Diluting Restricted Boltzmann Machines
C. Díaz-Faloh, R. Mulet
TL;DR
The paper addresses the cost and scalability concerns of large neural networks by testing the Lottery Ticket Hypothesis on Restricted Boltzmann Machines under extreme sparsity. It trains RBMs on MNIST, applies heavy pruning before and after training, and evaluates generative quality with multiple metrics, including a novel auxiliary classifier score and generalized Ising-model mappings. Key findings show RBMs can sustain high-quality generation with up to $80\%$ initial pruning, but additional pruning causes abrupt degradation, and retraining cannot fully overcome the initial learning trajectory, highlighting the importance of early pruning and initialization. These results have practical implications for designing efficient sparse architectures and emphasize the enduring influence of initial conditions on network capabilities, with potential applicability beyond RBMs to broader sparse learning regimes.
Abstract
Recent advances in artificial intelligence have relied heavily on increasingly large neural networks, raising concerns about their computational and environmental costs. This paper investigates whether simpler, sparser networks can maintain strong performance by studying Restricted Boltzmann Machines (RBMs) under extreme pruning conditions. Inspired by the Lottery Ticket Hypothesis, we demonstrate that RBMs can achieve high-quality generative performance even when up to 80% of the connections are pruned before training, confirming that they contain viable sub-networks. However, our experiments reveal crucial limitations: trained networks cannot fully recover lost performance through retraining once additional pruning is applied.

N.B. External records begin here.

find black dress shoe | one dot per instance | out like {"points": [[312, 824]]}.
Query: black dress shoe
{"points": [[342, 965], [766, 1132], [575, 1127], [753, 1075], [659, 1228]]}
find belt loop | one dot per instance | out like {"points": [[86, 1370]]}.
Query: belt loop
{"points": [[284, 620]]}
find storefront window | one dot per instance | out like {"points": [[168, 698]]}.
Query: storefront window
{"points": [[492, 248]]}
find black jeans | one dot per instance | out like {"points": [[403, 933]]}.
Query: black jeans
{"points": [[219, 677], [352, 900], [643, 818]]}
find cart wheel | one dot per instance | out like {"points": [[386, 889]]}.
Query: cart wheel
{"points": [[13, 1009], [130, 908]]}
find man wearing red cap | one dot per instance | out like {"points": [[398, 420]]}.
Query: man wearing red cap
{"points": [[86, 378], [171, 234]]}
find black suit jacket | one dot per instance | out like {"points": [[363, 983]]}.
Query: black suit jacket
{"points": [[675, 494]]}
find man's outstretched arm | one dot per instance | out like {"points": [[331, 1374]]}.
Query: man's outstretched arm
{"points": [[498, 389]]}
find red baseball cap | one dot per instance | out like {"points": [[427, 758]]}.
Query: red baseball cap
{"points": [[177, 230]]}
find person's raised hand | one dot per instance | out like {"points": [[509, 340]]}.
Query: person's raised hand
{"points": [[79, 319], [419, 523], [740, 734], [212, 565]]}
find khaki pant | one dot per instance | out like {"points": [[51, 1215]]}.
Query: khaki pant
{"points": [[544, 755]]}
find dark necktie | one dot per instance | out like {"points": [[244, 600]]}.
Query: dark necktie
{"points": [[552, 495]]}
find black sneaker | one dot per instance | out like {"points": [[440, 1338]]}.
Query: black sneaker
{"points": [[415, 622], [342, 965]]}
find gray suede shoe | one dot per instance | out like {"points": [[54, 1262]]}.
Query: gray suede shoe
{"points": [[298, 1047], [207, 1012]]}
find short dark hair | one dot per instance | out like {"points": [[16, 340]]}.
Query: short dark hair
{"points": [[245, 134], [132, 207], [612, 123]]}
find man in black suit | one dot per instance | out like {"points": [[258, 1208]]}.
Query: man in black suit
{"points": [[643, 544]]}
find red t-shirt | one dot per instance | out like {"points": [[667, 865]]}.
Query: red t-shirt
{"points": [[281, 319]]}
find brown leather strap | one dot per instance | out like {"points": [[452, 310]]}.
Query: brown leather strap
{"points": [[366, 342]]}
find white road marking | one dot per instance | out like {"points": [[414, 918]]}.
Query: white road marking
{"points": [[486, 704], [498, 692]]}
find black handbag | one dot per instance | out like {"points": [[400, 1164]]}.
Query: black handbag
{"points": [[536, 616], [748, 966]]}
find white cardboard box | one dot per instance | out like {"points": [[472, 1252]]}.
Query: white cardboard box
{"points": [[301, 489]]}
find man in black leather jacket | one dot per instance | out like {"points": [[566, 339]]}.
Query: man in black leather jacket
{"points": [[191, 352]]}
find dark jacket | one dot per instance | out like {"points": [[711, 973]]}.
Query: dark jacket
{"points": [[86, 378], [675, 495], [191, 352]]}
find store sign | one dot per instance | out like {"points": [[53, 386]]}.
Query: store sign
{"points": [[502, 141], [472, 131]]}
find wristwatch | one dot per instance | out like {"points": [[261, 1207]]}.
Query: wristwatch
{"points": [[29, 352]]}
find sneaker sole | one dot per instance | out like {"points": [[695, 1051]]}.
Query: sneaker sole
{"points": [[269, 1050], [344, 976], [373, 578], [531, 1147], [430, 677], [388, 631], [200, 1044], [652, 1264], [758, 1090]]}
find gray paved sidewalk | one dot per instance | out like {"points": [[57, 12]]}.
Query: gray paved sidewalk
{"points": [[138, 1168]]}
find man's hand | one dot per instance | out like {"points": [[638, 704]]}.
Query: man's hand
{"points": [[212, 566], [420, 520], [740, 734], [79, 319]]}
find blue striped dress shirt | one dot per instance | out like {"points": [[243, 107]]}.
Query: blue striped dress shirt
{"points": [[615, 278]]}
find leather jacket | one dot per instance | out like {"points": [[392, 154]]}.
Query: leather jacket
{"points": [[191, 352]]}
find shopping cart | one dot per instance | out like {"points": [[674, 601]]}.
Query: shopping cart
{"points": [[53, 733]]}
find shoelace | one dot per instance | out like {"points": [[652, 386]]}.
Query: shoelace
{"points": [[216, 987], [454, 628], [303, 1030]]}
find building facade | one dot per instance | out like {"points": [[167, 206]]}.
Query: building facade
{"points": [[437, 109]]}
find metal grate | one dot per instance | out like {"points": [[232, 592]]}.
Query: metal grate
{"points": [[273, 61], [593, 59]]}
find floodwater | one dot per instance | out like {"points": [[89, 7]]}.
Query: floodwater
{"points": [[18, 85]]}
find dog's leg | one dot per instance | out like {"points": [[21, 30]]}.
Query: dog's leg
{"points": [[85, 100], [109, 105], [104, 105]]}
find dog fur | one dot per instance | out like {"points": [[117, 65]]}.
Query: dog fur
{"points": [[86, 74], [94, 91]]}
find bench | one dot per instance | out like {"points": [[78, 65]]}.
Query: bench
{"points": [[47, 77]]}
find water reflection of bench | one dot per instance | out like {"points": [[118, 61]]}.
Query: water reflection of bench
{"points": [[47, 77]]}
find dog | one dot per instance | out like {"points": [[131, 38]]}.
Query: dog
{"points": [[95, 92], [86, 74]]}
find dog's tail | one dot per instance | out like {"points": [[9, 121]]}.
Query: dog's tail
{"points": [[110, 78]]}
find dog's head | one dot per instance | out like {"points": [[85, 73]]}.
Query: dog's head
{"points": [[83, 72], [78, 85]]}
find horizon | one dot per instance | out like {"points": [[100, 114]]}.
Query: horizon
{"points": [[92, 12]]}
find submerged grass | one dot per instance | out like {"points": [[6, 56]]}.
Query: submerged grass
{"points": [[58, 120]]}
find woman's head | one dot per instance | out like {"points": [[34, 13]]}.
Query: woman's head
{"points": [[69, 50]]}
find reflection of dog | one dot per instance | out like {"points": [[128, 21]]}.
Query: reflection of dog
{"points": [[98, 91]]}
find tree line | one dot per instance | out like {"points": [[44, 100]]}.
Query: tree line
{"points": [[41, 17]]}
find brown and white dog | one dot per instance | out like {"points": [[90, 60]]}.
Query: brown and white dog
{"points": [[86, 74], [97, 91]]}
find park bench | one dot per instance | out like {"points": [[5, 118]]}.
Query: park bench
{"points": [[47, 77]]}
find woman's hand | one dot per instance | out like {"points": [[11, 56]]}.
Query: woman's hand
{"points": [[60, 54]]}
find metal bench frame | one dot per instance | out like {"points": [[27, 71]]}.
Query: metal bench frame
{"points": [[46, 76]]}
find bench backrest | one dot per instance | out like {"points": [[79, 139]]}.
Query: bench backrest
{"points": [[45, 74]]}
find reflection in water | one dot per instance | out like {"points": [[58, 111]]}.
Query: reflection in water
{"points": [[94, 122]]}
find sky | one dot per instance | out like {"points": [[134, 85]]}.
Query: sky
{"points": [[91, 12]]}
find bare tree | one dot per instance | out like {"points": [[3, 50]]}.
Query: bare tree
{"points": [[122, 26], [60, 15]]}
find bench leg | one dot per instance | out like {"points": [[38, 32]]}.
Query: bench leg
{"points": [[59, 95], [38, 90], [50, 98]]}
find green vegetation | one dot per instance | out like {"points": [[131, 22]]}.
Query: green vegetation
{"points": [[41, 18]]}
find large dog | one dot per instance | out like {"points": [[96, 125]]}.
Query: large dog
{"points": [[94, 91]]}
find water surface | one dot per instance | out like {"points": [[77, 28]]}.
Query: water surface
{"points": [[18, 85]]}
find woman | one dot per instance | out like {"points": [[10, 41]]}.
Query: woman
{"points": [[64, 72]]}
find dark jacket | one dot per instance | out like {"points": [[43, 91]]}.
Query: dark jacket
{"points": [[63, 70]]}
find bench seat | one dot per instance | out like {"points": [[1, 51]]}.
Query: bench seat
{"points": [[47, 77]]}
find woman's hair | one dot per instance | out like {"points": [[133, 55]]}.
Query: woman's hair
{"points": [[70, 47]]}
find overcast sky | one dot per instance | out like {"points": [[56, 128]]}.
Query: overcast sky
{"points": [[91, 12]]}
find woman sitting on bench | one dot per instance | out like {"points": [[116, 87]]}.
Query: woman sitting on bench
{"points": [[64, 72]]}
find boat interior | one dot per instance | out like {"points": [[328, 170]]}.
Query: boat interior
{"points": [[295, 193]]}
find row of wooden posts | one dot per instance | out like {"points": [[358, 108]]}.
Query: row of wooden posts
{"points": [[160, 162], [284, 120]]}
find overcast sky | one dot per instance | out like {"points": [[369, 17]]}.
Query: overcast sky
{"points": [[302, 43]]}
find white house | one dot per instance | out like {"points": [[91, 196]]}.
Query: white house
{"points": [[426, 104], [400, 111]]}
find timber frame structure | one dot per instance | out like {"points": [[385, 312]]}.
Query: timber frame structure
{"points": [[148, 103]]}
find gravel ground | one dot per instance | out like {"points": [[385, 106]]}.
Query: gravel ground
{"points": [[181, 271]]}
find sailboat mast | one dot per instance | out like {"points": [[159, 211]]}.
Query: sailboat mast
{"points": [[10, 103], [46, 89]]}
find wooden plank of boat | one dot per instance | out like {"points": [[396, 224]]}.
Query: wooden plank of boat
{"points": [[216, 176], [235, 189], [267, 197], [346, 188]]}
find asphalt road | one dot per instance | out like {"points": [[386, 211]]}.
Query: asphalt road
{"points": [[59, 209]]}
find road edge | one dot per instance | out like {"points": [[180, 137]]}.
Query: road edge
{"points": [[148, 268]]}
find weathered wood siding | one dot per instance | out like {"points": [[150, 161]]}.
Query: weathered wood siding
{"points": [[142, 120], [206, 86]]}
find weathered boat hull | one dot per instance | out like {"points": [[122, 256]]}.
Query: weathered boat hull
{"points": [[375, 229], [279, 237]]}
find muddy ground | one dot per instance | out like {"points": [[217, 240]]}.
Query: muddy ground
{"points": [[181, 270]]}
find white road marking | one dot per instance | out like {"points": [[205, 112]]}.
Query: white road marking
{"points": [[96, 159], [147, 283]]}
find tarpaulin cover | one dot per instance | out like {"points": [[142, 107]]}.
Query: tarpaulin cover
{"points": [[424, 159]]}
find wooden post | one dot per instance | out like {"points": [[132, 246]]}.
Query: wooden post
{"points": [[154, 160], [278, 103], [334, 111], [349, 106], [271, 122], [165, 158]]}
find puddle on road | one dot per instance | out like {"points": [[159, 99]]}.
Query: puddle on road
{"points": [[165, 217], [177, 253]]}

We identify a sharp transition above which the generative quality degrades abruptly when pruning disrupts a minimal core of essential connections. Moreover, re-trained networks remain constrained by the parameters originally learned performing worse than networks trained from scratch at equivalent sparsity levels. These results suggest that for sparse networks to work effectively, pruning should be implemented early in training rather than attempted afterwards. Our findings provide practical insights for the development of efficient neural architectures and highlight the persistent influence of initial conditions on network capabilities.